The request failed with the error message:
--
<html><head><title>501 Invalid Request</title></head><body>Invalid Request:
??</body>
--.
   at System.Web.Services.Protocols.SoapHttpClientProtocol.ReadResponse(SoapCli
entMessage message, WebResponse response, Stream responseStream, Boolean
asyncCall)


  • Running the Test-CsUnifiedContactStore cmdlet would pass/fail intermittently. (This was very frustrating!)
  • Tracing the error on the Lync side, through CLS or Debug Tools, confirmed the 501 "Invalid Request" that we were seeing in the Test-CsExchStorageConnectivity command.
  • Again, reviewing the System Message File on the Kemp confirmed the 501, but gave us an additional hint as it was labeling of traffic as "bad requests" coming from the Lync Front Ends (output below):

Oct  7 09:50:57 KEMP kernel: L7: badrequest-client_read [172.31.2.40:60898->172.16.16.86:443] (-501): <?xml ? , 0 [hlen 3118, nhdrs 9]
Oct  7 09:54:19 KEMP kernel: L7: badrequest-client_read [172.31.2.41:62471->172.16.16.86:443] (-501): <?xml ? , 0 [hlen 3082, nhdrs 9]
Oct  7 09:54:44 KEMP kernel: device eth0 entered promiscuous mode
Oct  7 09:56:46 KEMP kernel: device eth0 left promiscuous mode
Oct  7 09:57:23 KEMP kernel: device eth0 entered promiscuous mode
Oct  7 10:02:13 KEMP kernel: L7: badrequest-client_read [172.31.2.40:61198->172.16.16.86:443] (-501): <?xml ? , 0 [hlen 3074, nhdrs 9]
Oct  7 10:02:40 KEMP kernel: L7: Connection timed out (70.198.68.197:5663->192.168.151.86:443->172.16.16.80:443)[0] (connected)
Oct  7 10:04:31 KEMP kernel: L7: Connection timed out (172.31.2.40:61227->172.16.16.86:443-><nodest>)[0] (waiting for initial client request)
Oct  7 10:04:31 KEMP kernel: L7: Connection timed out (172.31.2.40:61229->172.16.16.86:443-><nodest>)[0] (waiting for initial client request)
Oct  7 10:04:31 KEMP kernel: L7: Connection timed out (172.31.2.40:61230->172.16.16.86:443-><nodest>)[0] (waiting for initial client request)
Oct  7 10:04:31 KEMP kernel: L7: Connection timed out (172.31.2.40:61228->172.16.16.86:443-><nodest>)[0] (waiting for initial client request)

Resolution

After a bit of troubleshooting, we narrowed the issue down to the Kemp Load Balancer.  We did this by changing the DNS records for EWS and Autodiscover to point directly to one of the Exchange 2013 CAS Proxy servers (we were running split roles on Exchange 2013).  Upon doing so, the UCS began working consistently.  We then placed a call to Kemp support.  Based on their suggestion, we updated the L7 Configuration 100-Continue Handling.

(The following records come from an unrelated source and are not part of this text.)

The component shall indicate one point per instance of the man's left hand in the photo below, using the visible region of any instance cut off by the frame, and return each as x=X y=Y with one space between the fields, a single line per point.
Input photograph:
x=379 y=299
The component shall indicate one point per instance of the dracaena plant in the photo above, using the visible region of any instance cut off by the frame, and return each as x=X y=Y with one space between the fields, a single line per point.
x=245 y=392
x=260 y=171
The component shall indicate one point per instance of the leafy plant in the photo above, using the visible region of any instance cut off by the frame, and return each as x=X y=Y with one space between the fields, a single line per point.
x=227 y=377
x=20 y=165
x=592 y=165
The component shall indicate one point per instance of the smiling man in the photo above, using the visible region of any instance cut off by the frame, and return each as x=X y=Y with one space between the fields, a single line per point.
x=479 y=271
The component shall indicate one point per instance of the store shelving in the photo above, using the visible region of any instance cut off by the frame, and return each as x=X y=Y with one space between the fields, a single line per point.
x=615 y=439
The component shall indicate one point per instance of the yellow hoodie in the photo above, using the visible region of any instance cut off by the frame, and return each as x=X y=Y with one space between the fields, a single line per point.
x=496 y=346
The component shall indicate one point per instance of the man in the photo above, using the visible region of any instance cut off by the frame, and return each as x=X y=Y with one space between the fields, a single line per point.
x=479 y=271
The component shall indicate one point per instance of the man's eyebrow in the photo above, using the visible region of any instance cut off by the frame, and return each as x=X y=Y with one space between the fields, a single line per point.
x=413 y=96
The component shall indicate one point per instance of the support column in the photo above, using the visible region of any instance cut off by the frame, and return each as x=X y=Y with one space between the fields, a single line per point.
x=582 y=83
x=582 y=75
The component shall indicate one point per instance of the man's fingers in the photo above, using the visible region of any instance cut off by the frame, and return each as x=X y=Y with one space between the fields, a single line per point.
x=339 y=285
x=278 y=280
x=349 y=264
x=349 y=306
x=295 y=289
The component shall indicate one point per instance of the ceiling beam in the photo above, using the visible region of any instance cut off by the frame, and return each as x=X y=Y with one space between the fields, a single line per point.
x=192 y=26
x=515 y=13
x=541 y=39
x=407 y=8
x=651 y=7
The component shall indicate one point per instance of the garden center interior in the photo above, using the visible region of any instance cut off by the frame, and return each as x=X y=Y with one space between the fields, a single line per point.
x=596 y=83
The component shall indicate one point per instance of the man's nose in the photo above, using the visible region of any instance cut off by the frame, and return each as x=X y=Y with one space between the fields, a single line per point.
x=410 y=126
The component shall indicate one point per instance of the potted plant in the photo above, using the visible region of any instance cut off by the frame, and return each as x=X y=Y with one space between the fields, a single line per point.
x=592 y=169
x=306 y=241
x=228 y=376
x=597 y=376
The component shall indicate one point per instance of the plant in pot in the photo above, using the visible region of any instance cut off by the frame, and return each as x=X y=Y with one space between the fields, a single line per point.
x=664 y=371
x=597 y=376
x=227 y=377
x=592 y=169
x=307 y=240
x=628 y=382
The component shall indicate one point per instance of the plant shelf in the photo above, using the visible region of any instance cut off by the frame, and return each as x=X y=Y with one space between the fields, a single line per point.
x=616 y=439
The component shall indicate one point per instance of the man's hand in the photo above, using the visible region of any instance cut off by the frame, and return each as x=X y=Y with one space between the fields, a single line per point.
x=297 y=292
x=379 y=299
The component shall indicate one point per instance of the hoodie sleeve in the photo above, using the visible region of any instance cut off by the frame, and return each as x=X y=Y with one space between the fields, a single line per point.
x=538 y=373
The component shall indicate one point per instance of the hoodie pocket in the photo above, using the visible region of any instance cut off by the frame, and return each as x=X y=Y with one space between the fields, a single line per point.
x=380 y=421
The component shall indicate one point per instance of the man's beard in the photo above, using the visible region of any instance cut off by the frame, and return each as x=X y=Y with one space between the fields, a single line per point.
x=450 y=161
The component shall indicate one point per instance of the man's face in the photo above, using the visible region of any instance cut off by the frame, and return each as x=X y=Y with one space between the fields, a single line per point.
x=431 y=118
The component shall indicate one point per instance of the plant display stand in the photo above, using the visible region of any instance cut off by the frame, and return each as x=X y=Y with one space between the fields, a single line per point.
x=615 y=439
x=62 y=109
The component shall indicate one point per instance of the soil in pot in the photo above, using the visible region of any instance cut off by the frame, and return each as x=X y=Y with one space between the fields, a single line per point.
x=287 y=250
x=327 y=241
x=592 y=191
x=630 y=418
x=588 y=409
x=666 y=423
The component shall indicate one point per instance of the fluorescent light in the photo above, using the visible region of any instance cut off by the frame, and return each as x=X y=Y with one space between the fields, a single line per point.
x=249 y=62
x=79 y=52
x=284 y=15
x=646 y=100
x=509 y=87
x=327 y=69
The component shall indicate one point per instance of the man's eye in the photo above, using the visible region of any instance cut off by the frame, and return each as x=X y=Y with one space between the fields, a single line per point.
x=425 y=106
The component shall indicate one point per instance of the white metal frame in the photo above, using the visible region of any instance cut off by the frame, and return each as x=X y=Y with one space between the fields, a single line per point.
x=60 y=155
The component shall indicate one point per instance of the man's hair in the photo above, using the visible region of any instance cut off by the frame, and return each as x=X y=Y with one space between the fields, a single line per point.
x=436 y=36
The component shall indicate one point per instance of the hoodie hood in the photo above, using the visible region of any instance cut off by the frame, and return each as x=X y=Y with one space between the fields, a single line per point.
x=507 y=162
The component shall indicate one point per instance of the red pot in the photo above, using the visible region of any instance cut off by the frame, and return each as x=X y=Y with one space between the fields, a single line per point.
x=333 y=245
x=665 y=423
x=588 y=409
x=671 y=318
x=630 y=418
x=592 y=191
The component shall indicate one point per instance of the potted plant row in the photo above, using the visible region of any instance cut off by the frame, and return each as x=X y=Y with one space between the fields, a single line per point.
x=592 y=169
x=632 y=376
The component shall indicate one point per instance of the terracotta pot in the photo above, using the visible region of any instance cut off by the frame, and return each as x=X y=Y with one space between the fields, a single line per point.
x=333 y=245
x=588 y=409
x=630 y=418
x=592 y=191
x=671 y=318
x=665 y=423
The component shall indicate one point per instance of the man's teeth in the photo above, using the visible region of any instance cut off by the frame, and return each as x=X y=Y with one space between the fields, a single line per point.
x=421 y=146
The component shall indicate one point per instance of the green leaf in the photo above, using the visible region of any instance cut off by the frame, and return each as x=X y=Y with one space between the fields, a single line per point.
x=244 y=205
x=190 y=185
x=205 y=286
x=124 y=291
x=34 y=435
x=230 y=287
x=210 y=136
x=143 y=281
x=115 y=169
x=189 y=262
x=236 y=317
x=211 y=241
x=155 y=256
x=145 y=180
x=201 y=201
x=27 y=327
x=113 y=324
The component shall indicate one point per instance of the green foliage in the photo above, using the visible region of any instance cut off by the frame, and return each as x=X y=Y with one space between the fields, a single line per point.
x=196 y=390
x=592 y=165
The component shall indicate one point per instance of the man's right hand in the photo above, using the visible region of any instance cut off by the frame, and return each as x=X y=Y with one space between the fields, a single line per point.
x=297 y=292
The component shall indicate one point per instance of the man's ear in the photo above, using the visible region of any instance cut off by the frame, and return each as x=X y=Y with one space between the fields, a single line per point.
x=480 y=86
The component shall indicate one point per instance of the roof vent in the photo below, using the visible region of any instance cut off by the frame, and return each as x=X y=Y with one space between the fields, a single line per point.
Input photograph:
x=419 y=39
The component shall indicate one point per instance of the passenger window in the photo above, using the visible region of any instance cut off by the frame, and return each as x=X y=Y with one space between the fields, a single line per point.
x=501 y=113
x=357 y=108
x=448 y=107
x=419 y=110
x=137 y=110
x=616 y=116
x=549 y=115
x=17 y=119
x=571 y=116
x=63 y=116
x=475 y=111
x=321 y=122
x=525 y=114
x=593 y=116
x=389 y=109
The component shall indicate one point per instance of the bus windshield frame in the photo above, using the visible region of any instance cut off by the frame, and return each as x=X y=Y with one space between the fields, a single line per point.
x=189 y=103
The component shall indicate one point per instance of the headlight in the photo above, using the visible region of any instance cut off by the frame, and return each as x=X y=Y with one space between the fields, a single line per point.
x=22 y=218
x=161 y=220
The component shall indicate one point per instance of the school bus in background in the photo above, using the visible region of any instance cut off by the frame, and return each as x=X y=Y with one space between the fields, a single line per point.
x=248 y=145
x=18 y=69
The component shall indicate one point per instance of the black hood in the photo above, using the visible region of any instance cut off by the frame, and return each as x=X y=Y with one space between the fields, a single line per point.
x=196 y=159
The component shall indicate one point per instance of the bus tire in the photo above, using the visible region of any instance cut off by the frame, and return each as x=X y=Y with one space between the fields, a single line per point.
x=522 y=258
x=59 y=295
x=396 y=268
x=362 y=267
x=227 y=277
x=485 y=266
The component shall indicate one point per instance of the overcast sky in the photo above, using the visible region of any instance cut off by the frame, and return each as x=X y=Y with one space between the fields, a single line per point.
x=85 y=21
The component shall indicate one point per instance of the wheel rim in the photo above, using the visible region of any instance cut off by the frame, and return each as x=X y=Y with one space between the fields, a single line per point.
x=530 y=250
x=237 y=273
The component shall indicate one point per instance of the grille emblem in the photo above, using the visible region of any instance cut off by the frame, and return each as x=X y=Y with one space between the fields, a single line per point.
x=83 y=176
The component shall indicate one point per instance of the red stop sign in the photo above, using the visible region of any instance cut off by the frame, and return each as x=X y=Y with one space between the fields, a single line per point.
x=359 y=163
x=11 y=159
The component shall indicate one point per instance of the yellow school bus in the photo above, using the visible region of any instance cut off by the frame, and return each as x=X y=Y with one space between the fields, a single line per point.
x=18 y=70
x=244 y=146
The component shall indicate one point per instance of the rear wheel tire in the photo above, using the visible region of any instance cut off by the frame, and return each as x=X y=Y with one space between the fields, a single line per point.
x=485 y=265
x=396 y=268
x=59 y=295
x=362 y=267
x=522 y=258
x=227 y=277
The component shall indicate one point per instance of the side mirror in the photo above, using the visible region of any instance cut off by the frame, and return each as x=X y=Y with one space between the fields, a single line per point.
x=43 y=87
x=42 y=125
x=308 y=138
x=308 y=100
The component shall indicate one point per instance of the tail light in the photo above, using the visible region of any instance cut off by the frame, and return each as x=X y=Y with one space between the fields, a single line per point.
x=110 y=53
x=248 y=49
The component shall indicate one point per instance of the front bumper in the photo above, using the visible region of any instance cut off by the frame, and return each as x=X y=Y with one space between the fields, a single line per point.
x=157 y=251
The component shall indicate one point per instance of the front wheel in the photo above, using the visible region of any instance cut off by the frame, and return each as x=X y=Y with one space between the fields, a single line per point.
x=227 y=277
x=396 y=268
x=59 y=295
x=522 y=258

If your Kemp is running a relatively recent version of the software, the 100-Continue Handling will be set to "Always Expect-100".  And though it isn't clear to me as to why this is the case, this prevents UCS from working.  Per support's suggestion, we updated this setting to "Ignore Continue-100".  Within a couple minutes, virtually everyone's contacts started migrating to the UCS!

Kemp L7 Configuration for 100-Continue Handling



If anyone can provide some insight as to why this would prevent the UCS from working properly, please let me know.  Otherwise, I hope this saves someone the headaches I went through on this issue!

5 comments:

  1. Hello Phil,

    Great post. I think it is important for me to add some context. The issue at hand is data passing through LM that isn't RFC conformant for "100 continue" handling. The testing the cmdlet is intermittent and you get error sometimes like you mentioned. This does not affect user experience from what I have seen in my deployments.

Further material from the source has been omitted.